## Screenshot: Prompt Template for a Helpful Assistant
### Overview
The image displays a structured prompt template designed to guide an AI assistant in answering user queries. It includes labeled sections for defining the assistant's role, goals, evidence context, optional draft answers, user questions, and response formatting requirements.
### Components/Axes
- **Labels**:
- `---Role---`
- `---Goal---`
- `---Evidence Context---`
- `---Draft Answer (optional)---`
- `---Question---`
- `---Answer Format---`
- **Text Content**:
- **Role**: "You are a helpful assistant answering the user's question."
- **Goal**: "Answer the question using the provided evidence context. A draft answer may be provided; use it only if it is supported by the evidence."
- **Evidence Context**: Placeholder `{report_context}` (no specific content provided).

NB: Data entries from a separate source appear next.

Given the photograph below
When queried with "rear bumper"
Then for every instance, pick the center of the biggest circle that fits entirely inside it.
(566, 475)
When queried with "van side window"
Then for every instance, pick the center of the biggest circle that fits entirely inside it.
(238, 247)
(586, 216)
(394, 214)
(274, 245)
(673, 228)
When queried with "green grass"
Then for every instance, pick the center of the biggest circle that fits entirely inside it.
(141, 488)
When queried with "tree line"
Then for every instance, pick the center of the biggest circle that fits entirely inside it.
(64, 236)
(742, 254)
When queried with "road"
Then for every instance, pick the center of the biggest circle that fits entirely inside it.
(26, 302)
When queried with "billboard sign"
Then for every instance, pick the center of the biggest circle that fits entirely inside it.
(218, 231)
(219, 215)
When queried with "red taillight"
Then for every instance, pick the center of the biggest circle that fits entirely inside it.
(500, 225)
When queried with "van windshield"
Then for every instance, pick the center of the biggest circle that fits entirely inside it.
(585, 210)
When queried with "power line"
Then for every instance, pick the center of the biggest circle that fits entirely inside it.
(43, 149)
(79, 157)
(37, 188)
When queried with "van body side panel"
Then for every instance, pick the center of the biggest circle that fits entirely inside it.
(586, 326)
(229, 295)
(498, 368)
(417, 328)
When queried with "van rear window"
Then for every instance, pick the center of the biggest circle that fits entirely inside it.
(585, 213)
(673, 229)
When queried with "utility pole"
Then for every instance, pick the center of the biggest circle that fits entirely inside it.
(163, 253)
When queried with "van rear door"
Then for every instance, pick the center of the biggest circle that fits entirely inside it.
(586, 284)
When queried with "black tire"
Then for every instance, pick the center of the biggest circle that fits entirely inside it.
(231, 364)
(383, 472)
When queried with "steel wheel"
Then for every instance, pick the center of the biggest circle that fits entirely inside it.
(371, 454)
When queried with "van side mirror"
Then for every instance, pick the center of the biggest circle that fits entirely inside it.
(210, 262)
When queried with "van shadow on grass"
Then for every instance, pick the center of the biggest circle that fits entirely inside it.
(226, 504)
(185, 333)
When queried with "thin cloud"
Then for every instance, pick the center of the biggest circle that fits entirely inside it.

- **Draft Answer**: Placeholder `{draft_answer}` (marked as optional).
- **Question**: Placeholder `{query}` (no specific query provided).
- **Answer Format**: "Concise, direct, and neutral."
### Detailed Analysis
- **Role and Goal**: Explicitly define the assistant's purpose and constraints (evidence-based responses, optional draft usage).
- **Evidence Context**: A variable placeholder for contextual data (e.g., reports, documents).
- **Draft Answer**: Optional input to guide the assistant, but responses must align with evidence.
- **Question**: User-provided query to be addressed.
- **Answer Format**: Emphasizes brevity, clarity, and neutrality in responses.
### Key Observations
- The template enforces a strict workflow: evidence → draft (optional) → final answer.
- Placeholders (`{report_context}`, `{draft_answer}`, `{query}`) indicate customizable inputs.
- No numerical data, charts, or diagrams are present; the focus is on textual structure.
### Interpretation
This template ensures the assistant prioritizes accuracy by grounding responses in provided evidence. The optional draft answer acts as a hint but does not override evidence-based reasoning. The emphasis on neutrality and conciseness suggests the template is designed for factual, unbiased information retrieval. The absence of specific data implies this is a generic framework adaptable to various domains (e.g., legal, technical, or general knowledge queries).